Movie Mom

Movie Mom

‘The Help’ — Octavia Spencer

posted by Nell Minow

Octavia Spencer knows the character of Minny in The Help better than anyone else.  Not only did she perform the part with the author on her book tour and in the audio book edition, but it was her outspoken ebullience and confidence that helped to inspire the character when Kathryn Stockett was first writing the story.  She spoke to a small group of online journalists on the set in Mississippi last August.


“The character of Minny is very, very loosely based on me,” she told us.

I met [director] Tate [Taylor]when both were production assistants on “A Time to Kill” in Jackson.  My personality is not the best when I am hungry or hot.  Kathryn Stockett said, “I’m writing a book” and I’m like, “Who isn’t, honey?”  When I got it, I teased her about having a part — “Am I the love interest for Denzel?” I was afraid it was another Mammy.  I hate “Gone With the Wind.”  But then I read the first page – and stayed up all night.


She told us that Taylor is her best friend, like a brother.  She went with Stockett on the book tour because the book is written in alternating first-person narratives and while Stockett was willing to write in dialect, she did not want to read aloud the African-American character’s voices.  Spencer’s agents did not want her to go.  It was pilot season, and they thought she should be available for parts that came up in television.  But she went.  Still, she was afraid she would not get the part in the movie.  “Oh, God, there’s Mo’nique out there.  And Queen Latifah,” she thought.  But she got it.

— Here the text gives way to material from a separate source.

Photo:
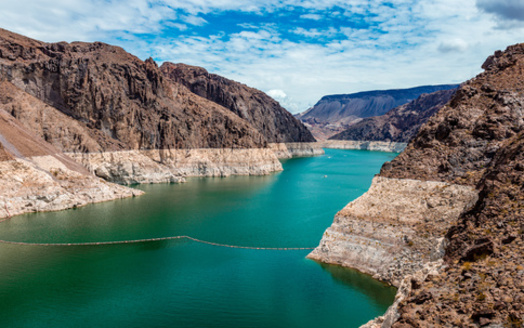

Some of the challenges included driving the car from the 1960’s — no adjustable seat and no power breaks.  And the clothes of the period: “Girdles and pointy bras.  I’m a 200 lb woman – it’s all pushed in and sweaty.”  This was a different experience for her as an actress.  “I’m usually the humorous and sarcastic person in the drama.  Good to get a chance to use a different set of muscles.  There has to be that sense of what the danger was for these women.”  And, like the other people we spoke to, she was grateful for the inspiration they drew from the location and history of the community.  “Greenwood has a lot of history.  I’m still reconciling that and having it for Minnie.  The book makes that part of history palatable.  It’s about the relationships and the bonds between the characters.” And she spoke about her hopes for what we can learn from a story set half a century ago.  “What I love about this book is that we are having the conversations so that we can stop having the conversations.”